Powerful, brilliant and captivating. Under the Persimmon Tree by Suzanne Fisher Staples tells the story of two powerful Muslim heroines, one named Star and one named Helper (or one who helps), and it’s a story full of courage, hope, and strength.
In the rural mountains of Afghanistan, Najmah lives a simple but happy life with her parents and elder brother. But when the Taliban takes her father and brother prisoner to fight against the rebel forces, Najmah and her pregnant mother are left alone to look after the farm. Despite the days her mother wouldn’t get out of bed, and her Uncle who is trying to steal their land, Najmah is convinced that they can survive on the farm themselves until her father and brother come back, and is determined to keep going. When Najmah’s brother gives birth to a beautiful baby boy they name Habib, Najmah and her mother are elated. Her newfound happiness is shattered, though, when one day, while Najmah is herding the cattle into the far hills to the fresh grass, there is an air raid strike on her house. Najmah runs back just in time to see her mother point towards the airplanes in the sky before the bombs drop, killing the only family Najmah had left.
Nusrat, née Elaine, was born an American but never felt at home until she converted to Islam and met her husband, Faiz. When they hear of the American bomb attacks on Afghanistan, Nusrat’s natural instinct to help kicks in, and the married couple soon find themselves in Peshawar, Pakistan, Nusrat running a school for poor and orphaned children, and Faiz running an emergency clinic in the town of Mazar-i-Sharif. Nusrat loves her new family of in-laws, and teaching the eager children at the Persimmon Tree School, she finally feels like she belongs. But when the letters from Faiz stop coming, and the Taliban threaten to take her students away from her, Nusrat realizes she will have to keep her faith strong if she wants to keep the hope of her husband’s return.
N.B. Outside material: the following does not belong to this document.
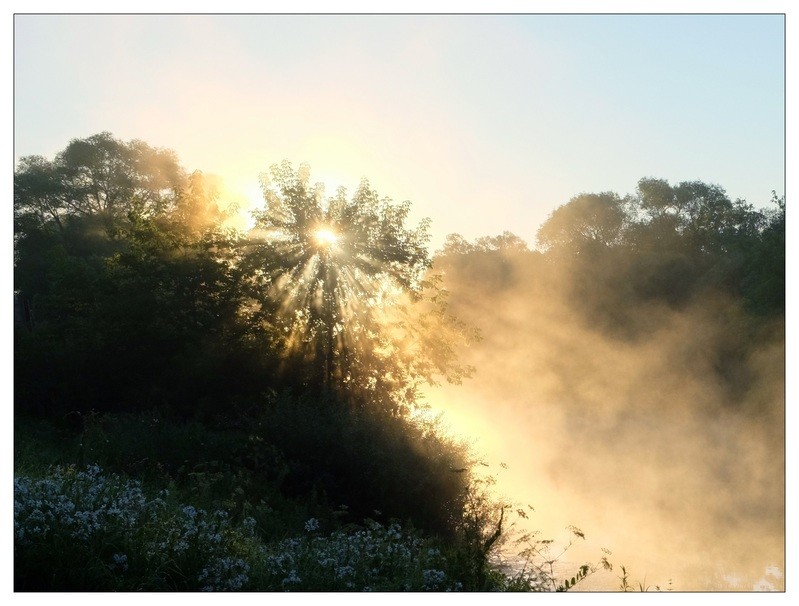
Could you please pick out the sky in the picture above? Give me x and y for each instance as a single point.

The Hidden Memory of Objects by Danielle Mages Amato is a book that encompasses loss, grief, friendship, and learning to heal in a beautiful story that will leave readers speechless and wanting for more.
Megan Brown’s brother, Tyler died, but no one understands how — or why. When the police tell her that he died from a drug overdose, and potentially a suicide, Megan is crushed. The brother she had known and loved — was it possible that she didn’t know him at all?
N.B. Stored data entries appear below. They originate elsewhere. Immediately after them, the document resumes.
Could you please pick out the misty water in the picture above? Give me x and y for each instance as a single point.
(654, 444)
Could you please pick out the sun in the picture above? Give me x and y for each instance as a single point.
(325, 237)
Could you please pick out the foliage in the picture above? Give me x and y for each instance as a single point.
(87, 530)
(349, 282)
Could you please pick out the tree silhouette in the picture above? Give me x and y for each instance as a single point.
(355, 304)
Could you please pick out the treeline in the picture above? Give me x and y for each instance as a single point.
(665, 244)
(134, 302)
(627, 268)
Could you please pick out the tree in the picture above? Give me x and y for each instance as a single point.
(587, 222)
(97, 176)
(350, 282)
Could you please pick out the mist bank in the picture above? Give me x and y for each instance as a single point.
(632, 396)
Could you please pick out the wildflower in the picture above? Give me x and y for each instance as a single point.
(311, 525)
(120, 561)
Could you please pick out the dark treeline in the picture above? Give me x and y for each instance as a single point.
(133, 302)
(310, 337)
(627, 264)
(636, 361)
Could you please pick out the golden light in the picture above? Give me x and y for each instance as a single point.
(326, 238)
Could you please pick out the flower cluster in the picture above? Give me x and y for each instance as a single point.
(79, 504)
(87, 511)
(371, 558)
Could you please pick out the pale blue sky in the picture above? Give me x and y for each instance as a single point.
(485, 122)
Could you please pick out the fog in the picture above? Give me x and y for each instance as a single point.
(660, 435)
Heartbroken, she starts sifting through his old things, hoping to find some answers. But when she stumbles upon an old cigar box, one that was found on Tyler’s body after his death, intense pain fills her head at its touch. Confused, Megan starts touching other belongings of Tyler’s and realizes that when she touches some objects, she has visions of what happened in the past to the owners of the objects. Desperate for answers, she teams up with an charming friend of Tyler’s, and an old friend of her own to find out what happened that fateful day.
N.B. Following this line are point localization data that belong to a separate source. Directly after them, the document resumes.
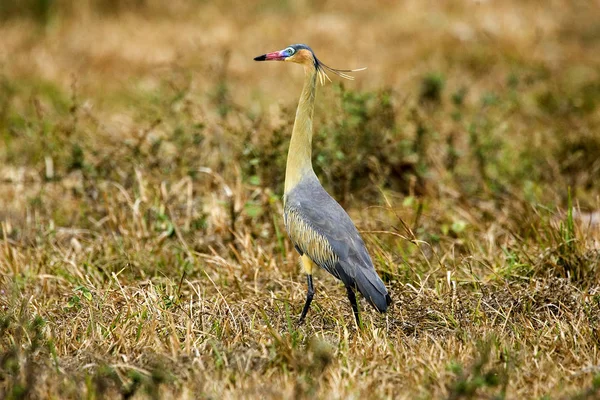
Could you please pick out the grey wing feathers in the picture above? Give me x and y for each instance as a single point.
(331, 240)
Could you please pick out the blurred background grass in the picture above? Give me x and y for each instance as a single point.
(138, 138)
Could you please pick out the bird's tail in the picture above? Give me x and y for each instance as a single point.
(372, 288)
This Story Is A Lie by Tom Pollock
Fast-paced, captivating, and complex. This Story Is A Lie by Tom Pollock is a unique and compelling take on your average mystery novel.
Seventeen-year-old math prodigy Peter Blankman has suffered from panic attacks ever since he could remember. He’s always afraid and nervous, but when his mother wins a prestigious award for her work, Peter is determined to be there beside her like a normal kid would be. And that is when, for the first time in Peter’s life, his worst fears are realized. His mother is stabbed and nearly killed, while Bel, his twin sister and the only person who ever understood him disappears, presumably kidnapped by his mother’s attacker.